The Global Reporting Initiative (GRI) has urged governments to ask companies to report on their environmental, social and governance (ESG) performance or give reasons for not doing so.
Headquartered in the Netherlands, GRI is a global multi-stakeholder network of business, labour and civil society leaders and its sustainability reporting framework is widely used the world over. Its G3 Guidelines lay down the principles and indicators for reporting on economic, environmental and social performance.
In its Amsterdam Declaration on Transparency and Reporting released last week, the GRI has appealed to governments to put in place policies for companies, state-owned corporations and public investment agencies to report on ESG indicators. Ernst R Ligteringen, chief executive, GRI, adds that companies should either undertake ESG reporting or give reasons for not doing so.
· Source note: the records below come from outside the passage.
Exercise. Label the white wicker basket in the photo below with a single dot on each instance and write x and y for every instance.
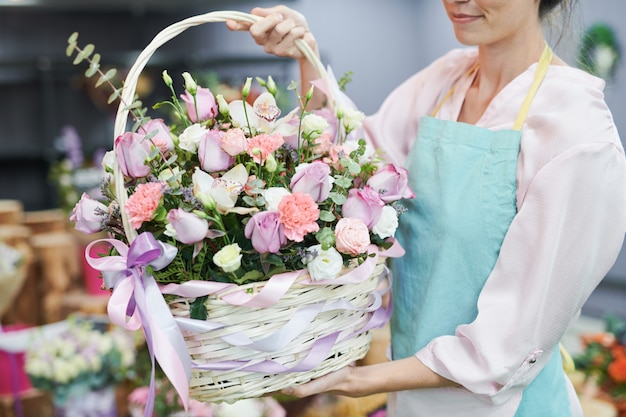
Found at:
(346, 328)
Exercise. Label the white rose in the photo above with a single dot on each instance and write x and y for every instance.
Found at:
(108, 161)
(387, 223)
(191, 137)
(248, 408)
(272, 197)
(228, 258)
(326, 265)
(313, 125)
(352, 119)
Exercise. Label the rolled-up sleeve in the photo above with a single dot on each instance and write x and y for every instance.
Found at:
(566, 236)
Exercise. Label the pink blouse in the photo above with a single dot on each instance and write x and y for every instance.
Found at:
(571, 200)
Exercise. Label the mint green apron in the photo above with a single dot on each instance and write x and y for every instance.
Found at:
(464, 178)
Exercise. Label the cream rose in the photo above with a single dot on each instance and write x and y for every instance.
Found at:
(326, 264)
(352, 236)
(387, 223)
(191, 137)
(228, 258)
(313, 125)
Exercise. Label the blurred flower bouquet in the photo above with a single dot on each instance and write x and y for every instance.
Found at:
(247, 240)
(73, 174)
(80, 360)
(603, 361)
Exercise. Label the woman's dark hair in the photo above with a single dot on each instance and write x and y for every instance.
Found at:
(547, 6)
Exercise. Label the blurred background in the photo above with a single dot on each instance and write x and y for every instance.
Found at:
(48, 109)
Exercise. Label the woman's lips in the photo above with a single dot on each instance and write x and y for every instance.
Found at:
(462, 18)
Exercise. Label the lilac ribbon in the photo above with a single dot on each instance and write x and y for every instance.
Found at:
(137, 302)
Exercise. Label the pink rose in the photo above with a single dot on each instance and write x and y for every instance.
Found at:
(392, 183)
(352, 236)
(234, 142)
(132, 150)
(299, 214)
(266, 232)
(142, 204)
(187, 227)
(204, 107)
(212, 157)
(88, 214)
(313, 179)
(364, 204)
(162, 139)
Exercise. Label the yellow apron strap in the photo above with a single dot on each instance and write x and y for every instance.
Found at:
(540, 72)
(542, 68)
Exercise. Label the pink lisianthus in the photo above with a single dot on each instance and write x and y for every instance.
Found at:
(352, 236)
(313, 179)
(142, 204)
(259, 147)
(162, 139)
(204, 107)
(186, 227)
(132, 150)
(299, 214)
(88, 214)
(212, 157)
(392, 183)
(364, 204)
(266, 232)
(234, 142)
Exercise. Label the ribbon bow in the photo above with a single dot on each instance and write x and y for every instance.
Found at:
(137, 302)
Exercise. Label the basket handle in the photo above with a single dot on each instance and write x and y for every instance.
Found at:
(130, 84)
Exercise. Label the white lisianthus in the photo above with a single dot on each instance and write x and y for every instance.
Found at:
(191, 137)
(326, 265)
(387, 223)
(352, 119)
(273, 196)
(228, 258)
(313, 125)
(108, 161)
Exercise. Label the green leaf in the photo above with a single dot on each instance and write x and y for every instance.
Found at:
(197, 309)
(326, 216)
(107, 77)
(73, 38)
(115, 95)
(337, 198)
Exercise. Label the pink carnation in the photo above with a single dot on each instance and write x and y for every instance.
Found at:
(142, 204)
(298, 214)
(259, 147)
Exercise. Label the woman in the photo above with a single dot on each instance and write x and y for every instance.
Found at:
(520, 182)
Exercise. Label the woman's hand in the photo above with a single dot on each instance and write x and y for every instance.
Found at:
(278, 30)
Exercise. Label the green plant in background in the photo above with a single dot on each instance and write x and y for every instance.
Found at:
(599, 52)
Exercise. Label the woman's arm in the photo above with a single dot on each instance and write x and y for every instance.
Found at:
(277, 33)
(404, 374)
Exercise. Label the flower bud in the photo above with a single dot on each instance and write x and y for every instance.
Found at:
(271, 86)
(270, 163)
(190, 84)
(245, 91)
(167, 78)
(222, 105)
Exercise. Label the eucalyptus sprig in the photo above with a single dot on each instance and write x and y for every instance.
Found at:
(87, 53)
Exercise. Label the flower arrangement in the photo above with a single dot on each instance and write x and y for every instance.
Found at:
(83, 358)
(232, 224)
(603, 361)
(238, 194)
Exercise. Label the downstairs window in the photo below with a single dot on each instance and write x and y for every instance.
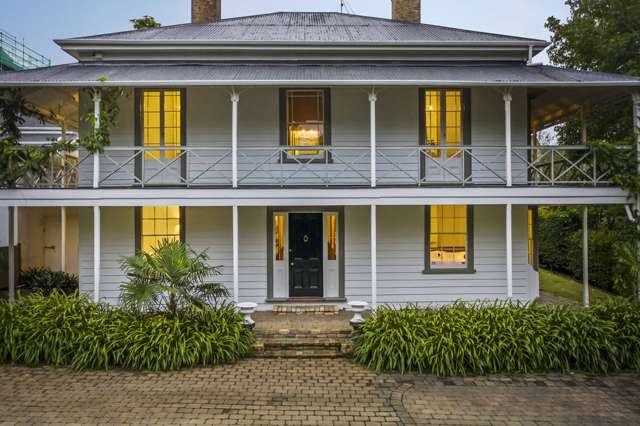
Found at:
(449, 238)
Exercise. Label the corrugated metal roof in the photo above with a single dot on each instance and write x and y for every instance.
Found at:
(306, 27)
(166, 74)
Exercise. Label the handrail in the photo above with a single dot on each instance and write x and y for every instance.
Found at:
(326, 166)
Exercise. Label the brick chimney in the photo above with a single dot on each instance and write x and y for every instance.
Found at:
(406, 10)
(203, 11)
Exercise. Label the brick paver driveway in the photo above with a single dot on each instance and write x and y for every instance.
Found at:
(305, 391)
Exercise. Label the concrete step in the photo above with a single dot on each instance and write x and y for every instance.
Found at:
(301, 347)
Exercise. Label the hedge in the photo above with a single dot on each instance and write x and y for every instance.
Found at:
(502, 338)
(70, 330)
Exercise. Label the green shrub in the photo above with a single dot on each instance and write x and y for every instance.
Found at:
(61, 329)
(45, 280)
(472, 339)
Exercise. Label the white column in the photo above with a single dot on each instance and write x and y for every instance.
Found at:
(585, 256)
(372, 109)
(235, 98)
(96, 254)
(374, 259)
(63, 239)
(11, 264)
(507, 128)
(509, 223)
(234, 237)
(636, 125)
(96, 156)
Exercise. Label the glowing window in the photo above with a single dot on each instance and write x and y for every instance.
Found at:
(332, 226)
(443, 121)
(448, 236)
(305, 120)
(159, 223)
(278, 223)
(161, 122)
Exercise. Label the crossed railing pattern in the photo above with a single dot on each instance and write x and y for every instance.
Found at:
(284, 166)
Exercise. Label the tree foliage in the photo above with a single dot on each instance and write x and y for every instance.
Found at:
(144, 23)
(601, 36)
(171, 277)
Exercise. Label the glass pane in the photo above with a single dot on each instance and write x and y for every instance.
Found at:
(332, 225)
(278, 221)
(305, 120)
(433, 127)
(448, 239)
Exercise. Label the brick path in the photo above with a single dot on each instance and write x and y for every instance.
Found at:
(305, 391)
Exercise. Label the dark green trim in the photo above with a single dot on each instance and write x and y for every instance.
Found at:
(137, 226)
(469, 269)
(284, 134)
(341, 243)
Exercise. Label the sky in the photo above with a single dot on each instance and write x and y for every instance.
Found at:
(38, 22)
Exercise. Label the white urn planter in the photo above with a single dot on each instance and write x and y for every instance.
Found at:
(357, 307)
(246, 309)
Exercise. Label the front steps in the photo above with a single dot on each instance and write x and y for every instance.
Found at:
(302, 332)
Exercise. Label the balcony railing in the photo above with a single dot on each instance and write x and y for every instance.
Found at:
(327, 166)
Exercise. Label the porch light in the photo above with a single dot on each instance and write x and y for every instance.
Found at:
(246, 309)
(357, 307)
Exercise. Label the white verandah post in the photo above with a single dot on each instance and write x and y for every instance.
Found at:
(234, 237)
(585, 220)
(11, 255)
(96, 156)
(235, 98)
(374, 260)
(372, 108)
(63, 239)
(96, 254)
(507, 127)
(509, 245)
(636, 126)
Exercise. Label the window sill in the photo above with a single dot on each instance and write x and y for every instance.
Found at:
(449, 271)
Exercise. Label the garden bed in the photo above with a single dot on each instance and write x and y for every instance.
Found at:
(70, 330)
(502, 338)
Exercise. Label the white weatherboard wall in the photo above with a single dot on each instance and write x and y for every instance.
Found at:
(400, 253)
(207, 228)
(400, 258)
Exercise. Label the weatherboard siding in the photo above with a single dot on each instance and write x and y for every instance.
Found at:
(400, 253)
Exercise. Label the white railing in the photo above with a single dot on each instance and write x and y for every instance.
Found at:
(327, 166)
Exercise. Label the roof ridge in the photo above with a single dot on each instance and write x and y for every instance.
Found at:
(105, 36)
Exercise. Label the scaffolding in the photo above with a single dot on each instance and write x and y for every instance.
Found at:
(15, 55)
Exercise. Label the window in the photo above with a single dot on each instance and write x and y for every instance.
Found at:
(443, 121)
(449, 238)
(161, 122)
(157, 224)
(278, 223)
(305, 120)
(332, 222)
(531, 242)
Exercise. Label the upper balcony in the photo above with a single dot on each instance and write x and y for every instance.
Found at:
(328, 166)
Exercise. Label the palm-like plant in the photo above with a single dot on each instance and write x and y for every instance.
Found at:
(171, 277)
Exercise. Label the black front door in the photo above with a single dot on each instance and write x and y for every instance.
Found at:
(305, 255)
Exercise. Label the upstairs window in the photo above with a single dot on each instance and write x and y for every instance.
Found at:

Explaining why GRI is pushing for sustainability reporting during a downturn when the going is anyway tough for most companies, Ligteringen says, “The downturn is the right time for companies to report on ESG because it establishes a business case for sustainability in terms of cutting costs, improving efficiency, mapping risks and opportunities and enhancing the quality of governance.”
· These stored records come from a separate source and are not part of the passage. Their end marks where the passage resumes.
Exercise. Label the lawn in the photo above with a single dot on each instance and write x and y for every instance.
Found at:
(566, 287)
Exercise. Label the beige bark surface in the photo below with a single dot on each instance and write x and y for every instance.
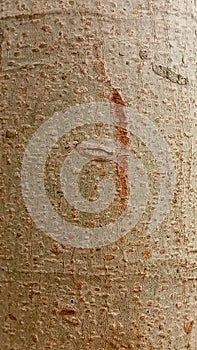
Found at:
(140, 291)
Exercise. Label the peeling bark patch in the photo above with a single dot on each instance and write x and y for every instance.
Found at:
(188, 326)
(167, 73)
(117, 98)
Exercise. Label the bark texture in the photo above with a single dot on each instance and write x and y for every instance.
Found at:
(139, 292)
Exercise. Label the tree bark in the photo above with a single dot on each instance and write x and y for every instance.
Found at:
(138, 58)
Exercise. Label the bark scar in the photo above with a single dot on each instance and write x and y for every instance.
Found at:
(167, 73)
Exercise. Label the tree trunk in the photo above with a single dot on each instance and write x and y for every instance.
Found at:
(98, 244)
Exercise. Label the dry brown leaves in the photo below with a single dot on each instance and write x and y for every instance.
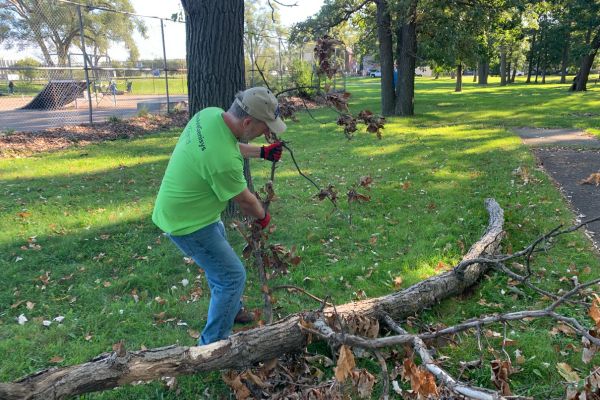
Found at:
(27, 143)
(302, 377)
(324, 52)
(349, 124)
(354, 324)
(501, 371)
(329, 193)
(339, 101)
(374, 122)
(422, 382)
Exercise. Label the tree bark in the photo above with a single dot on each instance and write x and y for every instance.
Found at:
(246, 348)
(458, 78)
(405, 103)
(215, 56)
(580, 83)
(565, 57)
(483, 71)
(503, 65)
(531, 57)
(215, 59)
(386, 55)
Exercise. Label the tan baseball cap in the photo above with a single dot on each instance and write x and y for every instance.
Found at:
(260, 103)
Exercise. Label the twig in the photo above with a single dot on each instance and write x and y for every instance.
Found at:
(299, 289)
(385, 377)
(526, 251)
(358, 341)
(439, 373)
(262, 75)
(296, 88)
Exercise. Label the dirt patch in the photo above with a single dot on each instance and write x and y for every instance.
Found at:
(22, 143)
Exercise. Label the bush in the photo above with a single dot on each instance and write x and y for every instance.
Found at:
(301, 76)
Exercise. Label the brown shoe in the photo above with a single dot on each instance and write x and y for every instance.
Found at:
(244, 317)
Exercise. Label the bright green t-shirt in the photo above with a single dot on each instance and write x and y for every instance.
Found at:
(205, 171)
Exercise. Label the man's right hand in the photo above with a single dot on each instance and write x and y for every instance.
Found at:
(264, 222)
(271, 152)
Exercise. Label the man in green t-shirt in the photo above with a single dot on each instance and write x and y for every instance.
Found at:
(204, 173)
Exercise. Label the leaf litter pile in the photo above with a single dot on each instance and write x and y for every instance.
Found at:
(23, 143)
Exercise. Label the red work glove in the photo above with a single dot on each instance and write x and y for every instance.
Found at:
(271, 152)
(264, 222)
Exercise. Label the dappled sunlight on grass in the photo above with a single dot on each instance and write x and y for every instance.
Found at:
(88, 212)
(20, 170)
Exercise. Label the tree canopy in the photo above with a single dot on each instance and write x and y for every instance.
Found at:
(54, 27)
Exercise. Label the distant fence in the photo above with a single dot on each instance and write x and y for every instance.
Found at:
(82, 86)
(85, 85)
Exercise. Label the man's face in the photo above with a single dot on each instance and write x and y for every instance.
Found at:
(254, 128)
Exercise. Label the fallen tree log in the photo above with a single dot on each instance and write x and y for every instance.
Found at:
(247, 348)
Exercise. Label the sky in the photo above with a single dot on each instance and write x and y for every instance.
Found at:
(151, 47)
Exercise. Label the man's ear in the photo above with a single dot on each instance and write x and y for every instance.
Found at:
(246, 122)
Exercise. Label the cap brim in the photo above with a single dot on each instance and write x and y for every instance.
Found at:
(276, 126)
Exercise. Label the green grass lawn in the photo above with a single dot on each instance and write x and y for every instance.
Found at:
(145, 85)
(77, 240)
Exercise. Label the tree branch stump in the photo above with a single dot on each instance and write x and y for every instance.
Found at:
(247, 348)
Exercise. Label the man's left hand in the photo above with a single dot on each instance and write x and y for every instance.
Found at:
(271, 152)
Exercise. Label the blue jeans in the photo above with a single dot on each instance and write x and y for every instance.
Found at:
(225, 274)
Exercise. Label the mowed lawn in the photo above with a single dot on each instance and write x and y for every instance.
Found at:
(77, 242)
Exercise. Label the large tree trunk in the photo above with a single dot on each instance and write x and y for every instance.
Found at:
(405, 90)
(580, 83)
(565, 57)
(386, 55)
(503, 65)
(215, 52)
(483, 70)
(249, 347)
(458, 87)
(215, 58)
(531, 57)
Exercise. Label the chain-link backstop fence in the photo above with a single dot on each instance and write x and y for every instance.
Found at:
(76, 73)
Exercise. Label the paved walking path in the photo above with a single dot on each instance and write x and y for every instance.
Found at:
(13, 118)
(569, 156)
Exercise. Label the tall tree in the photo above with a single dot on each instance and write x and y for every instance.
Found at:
(54, 27)
(384, 33)
(447, 41)
(262, 30)
(215, 56)
(406, 57)
(588, 26)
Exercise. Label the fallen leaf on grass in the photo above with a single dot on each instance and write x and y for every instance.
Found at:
(421, 381)
(564, 329)
(234, 381)
(363, 382)
(595, 310)
(501, 371)
(345, 364)
(567, 372)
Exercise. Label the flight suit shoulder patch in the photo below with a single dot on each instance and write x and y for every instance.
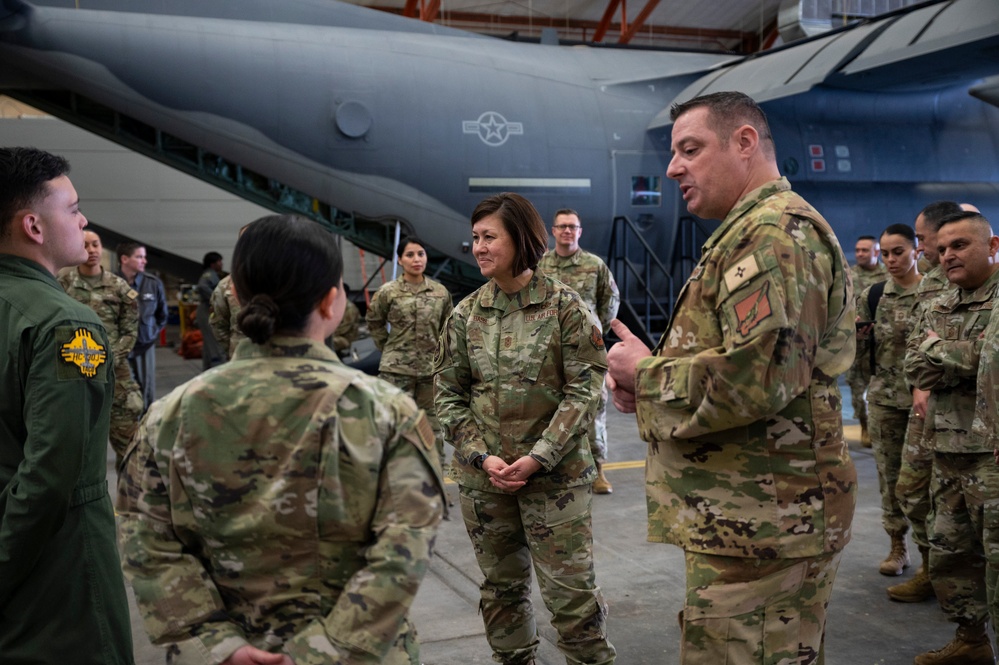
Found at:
(81, 353)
Saying that the lack of transparency in corporate reporting is not serving the interests of all stakeholders, the declaration goes on to add, “The root causes of the current economic crisis would have been moderated by a global transparency and accountability system based on the exercise of due diligence and the public reporting of ESG performance.”
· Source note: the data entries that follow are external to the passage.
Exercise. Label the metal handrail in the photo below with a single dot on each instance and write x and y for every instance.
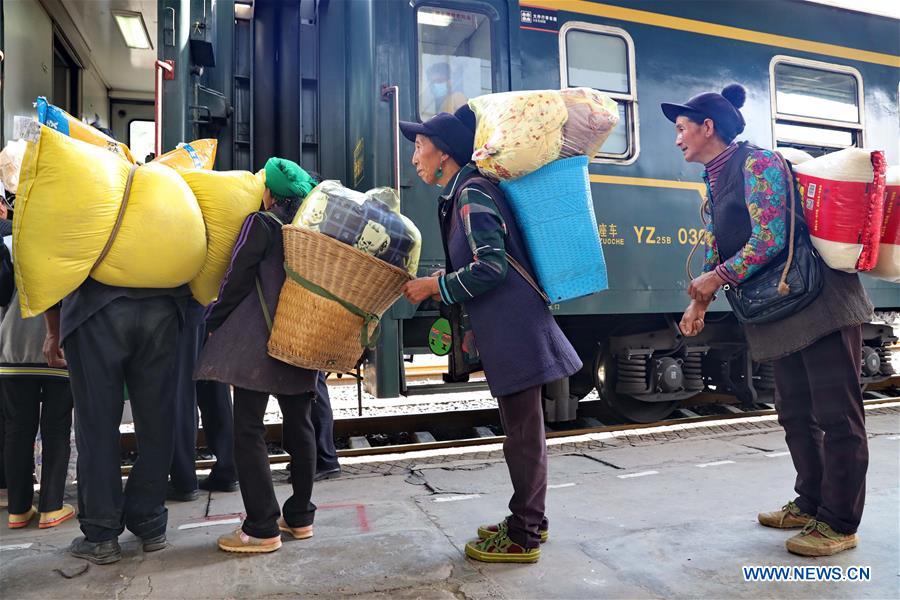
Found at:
(389, 92)
(160, 67)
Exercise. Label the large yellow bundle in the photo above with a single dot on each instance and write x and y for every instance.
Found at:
(69, 201)
(225, 199)
(59, 120)
(517, 132)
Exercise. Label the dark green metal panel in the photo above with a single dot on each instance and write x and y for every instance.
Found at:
(173, 29)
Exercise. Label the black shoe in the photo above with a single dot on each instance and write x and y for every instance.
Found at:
(155, 543)
(327, 474)
(179, 496)
(99, 553)
(215, 485)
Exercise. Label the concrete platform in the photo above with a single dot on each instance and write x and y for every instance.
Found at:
(667, 519)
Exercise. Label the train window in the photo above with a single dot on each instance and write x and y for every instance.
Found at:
(816, 106)
(602, 58)
(141, 138)
(454, 58)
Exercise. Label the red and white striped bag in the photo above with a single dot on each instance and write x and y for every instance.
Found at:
(843, 202)
(888, 266)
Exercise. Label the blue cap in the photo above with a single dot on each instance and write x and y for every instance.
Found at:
(453, 134)
(722, 108)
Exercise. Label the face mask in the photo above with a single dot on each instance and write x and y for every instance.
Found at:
(440, 89)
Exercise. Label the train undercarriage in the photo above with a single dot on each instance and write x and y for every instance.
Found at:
(643, 368)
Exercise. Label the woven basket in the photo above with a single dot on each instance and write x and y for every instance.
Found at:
(315, 332)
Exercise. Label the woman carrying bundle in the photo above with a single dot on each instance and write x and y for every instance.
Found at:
(816, 348)
(520, 345)
(235, 353)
The declaration also calls for building sustainability reporting in the new global financial regulatory framework, which will be negotiated by the G20 leaders during their April meeting. Adds Ligteringen, The governments are already playing a big role in stabilising the economy and this is the time to ensure that its done in a sustainable manner.
In fact, the declaration makes a stronger case by saying that assumptions about the adequacy of voluntary reporting must be re-examined. Explains John Elkington, a director on the board of GRI, “It indicates a necessary shift in our thinking. Most leading company are undertaking CSR and/or sustainability initiatives today, but if all companies don’t do it, then it’s difficult to bring in systemic changes. So, the government’s role is important.” The sustainability expert is also a founding partner of Volans Ventures, a social and environmental innovation firm.
The GRI declaration assumes significance because some countries are already moving in this direction. Last month, the Danish government enacted a law requiring 1,100 largest companies to report on corporate social responsibility in their annual reports from 2010 onwards. The UK has a similar law in existence since 2007. France also requires all listed companies to disclose social and environmental performance since 2001.
The signatories to the declaration included GRI directors like Mervyn King, chair, GRI; Ernst R Ligteringen, of GRI, Kishor A Chaukar, MD, Tata Industries; John Elkington, founding partner, Volans Ventures; Kumi Naidoo, secretary-general, CIVICUS; Denise Esdon, partner, E&Y, and John Evans, general secretary, Trade Union Advisory Committee to the OECD.